Burada, türlü insan çeşidiyle bütün gün aynı oksijeni soluyup aynı karbondioksiti veriyoruz. Sonra birbirimizin karbondioksitini de soluyoruz haliyle. Gittikçe birbirimize benziyor muyuz? Bazılarıyla evet, bazılarıyla asla!
Hatta dışarıdaki hayatımda görmediğim ama burada karşılaştığım bazı insan tiplerine karşı ekstra önyargı ve husumet hissetmeye başlıyorum, zamanla. Hoş değil tabii.

Bizi ortak kılan özelliklerimiz, her sabah zorunda olduğumuz için buraya gelmemiz, kapılardan geçebilmek için hep yanımızda bulunması gereken en çirkin halimizin fotoğraflandığı giriş kartlarımız, aynı saatlerde acıkmamız, doymamız, çaysamamız (çay içmek istememiz), önemli bir iş öncesi yüzümüzde aynı gergin ifadeyle, dünyayı kurtarıyormuş gibi bir tavır takınmamız, dedikodularımız, çıkış saati yaklaştıkça, karne heyecanı yaşayan çocuklar gibi mutlu olmamız, uygunsuz ofis ortamı nedeniyle bütün özel hayatlarımızı birbirimizle istemeden paylaşmamız, fırsat buldukça kaytarmamız, kaytarmaktan zevk almamız, vs vs vs...

Tanımsız Uçan Objelere gelince... Onlar buraya nereden düştüler, ne ararlar, neyin peşindedirler asla bilemezsiniz.
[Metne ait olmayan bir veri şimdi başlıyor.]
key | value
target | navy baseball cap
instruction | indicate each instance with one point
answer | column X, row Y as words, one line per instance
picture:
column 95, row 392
Onlar, her yerde olabilirler. Burada olmaları onları "plaza insanı" diye tanımlamak için asla yeterli değildir. Onlar, yaptıkları işlerden bağımsız olarak, tanımlanması mümkün olmayanlardır. Bu nedenle, onları herhangi bir genelleme veya başlık altında yazmayacağım.
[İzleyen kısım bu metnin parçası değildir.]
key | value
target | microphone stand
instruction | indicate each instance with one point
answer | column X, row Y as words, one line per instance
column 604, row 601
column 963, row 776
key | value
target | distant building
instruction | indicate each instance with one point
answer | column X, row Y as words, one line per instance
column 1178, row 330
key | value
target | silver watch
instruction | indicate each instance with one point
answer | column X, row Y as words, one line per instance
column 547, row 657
Benim yazabileceklerim; genellenebilir neşeliler, huysuzlar, şişik egolar,  benciller, doyumsuzlar olabilir ancak. Bu yazıya başladığım zamandan beri yedi saat geçmiş. Şu anda buna vakit ayırmak çok anlamsız geldi. On beş yıldır aralarında bulunduğum ve genel olarak memnun olmadığım bu tiplemeler için neden kalbim kadar temiz bu blog sayfamı ayırayım?
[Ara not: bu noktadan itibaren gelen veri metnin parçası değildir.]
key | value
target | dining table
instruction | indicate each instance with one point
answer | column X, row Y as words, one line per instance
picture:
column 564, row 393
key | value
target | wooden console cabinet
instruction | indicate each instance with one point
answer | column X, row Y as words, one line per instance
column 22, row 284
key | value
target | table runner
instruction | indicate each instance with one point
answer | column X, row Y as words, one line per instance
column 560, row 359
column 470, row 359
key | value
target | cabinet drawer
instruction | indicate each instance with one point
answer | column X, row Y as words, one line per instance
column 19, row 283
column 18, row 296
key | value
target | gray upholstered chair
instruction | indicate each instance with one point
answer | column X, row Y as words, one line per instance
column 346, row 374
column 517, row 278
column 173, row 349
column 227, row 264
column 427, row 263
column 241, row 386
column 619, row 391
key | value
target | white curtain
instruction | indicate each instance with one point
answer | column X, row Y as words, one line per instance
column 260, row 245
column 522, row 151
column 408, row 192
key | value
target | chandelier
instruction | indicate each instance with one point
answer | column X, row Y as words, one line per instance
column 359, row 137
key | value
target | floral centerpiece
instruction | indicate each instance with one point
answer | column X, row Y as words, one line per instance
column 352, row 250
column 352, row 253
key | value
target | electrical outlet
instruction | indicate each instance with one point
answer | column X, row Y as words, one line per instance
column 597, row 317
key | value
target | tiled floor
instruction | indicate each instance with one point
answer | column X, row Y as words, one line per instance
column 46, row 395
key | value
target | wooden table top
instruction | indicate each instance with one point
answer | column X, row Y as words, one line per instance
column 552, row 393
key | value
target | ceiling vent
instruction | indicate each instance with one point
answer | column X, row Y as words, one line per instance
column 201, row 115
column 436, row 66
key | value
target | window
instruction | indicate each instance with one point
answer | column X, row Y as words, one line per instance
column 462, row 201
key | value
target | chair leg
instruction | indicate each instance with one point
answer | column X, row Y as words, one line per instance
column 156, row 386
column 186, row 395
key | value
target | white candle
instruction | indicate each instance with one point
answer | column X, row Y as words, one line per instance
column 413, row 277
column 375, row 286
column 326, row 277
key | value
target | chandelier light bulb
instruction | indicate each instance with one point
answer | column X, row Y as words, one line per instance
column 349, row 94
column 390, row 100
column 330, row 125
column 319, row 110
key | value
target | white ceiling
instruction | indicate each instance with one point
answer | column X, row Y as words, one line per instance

Ayırdım bile ama vazgeçtim şimdi birden daha detaya girmeyeceğim. Siz hayal edin neşelilerin kahkahalarını, huysuzların yarattığı huzursuzluğu...

Hayali bile çirkin değil mi?

Aranızdan bir akıllı çıkıp da benim hangi kategoriye girdiğimi sormak isterse; bunu bana sormayın, iş arkadaşlarıma sorun, adil olsun.

Görsel: Alessandro Gottardo

12 yorum:

Eliza Doolittle dedi ki...

Ahahahah süpersin kuzum as usual...Benim de toplantı tiplerim vardı hatırlarsan, o hesap...Bu ara bizim zuzaylılar iyice gemi azıya aldı, resmen yıldırma politikası, çıldırtmak için seferber halde tepemdeler!! Ben de dişimi yanağıma geçiriyorum, yine de kibarlığımı bozmuyorum, iyice deliriyoruz karşılıklı:)

Adsız dedi ki...

Hahahhh!! Bu gün şöyle bir etrafa baktım aynı şeyleri düşündümm..Dediğin gibi kimbilir onların gözünden biz nasıl gözüküyoruz..

Emine dedi ki...

Aslı belgesel tadında okudum ben..
tabiki gülümseyerek..
her sosyal ortamda var öyleleri.. belki birgün bir belgesel de blog dünyasına çekersin :)
ne dersin?

Emine dedi ki...

Aslı dns ayarları da artık kar etmiyor..hani yasak kalkmıştı daha bir yasak oldu sanki çok zor girebiliyorum ben..sen de durum nasıl?

Adsız dedi ki...

Adaletli olayım: Sen syrakusanın kardeşisin:))))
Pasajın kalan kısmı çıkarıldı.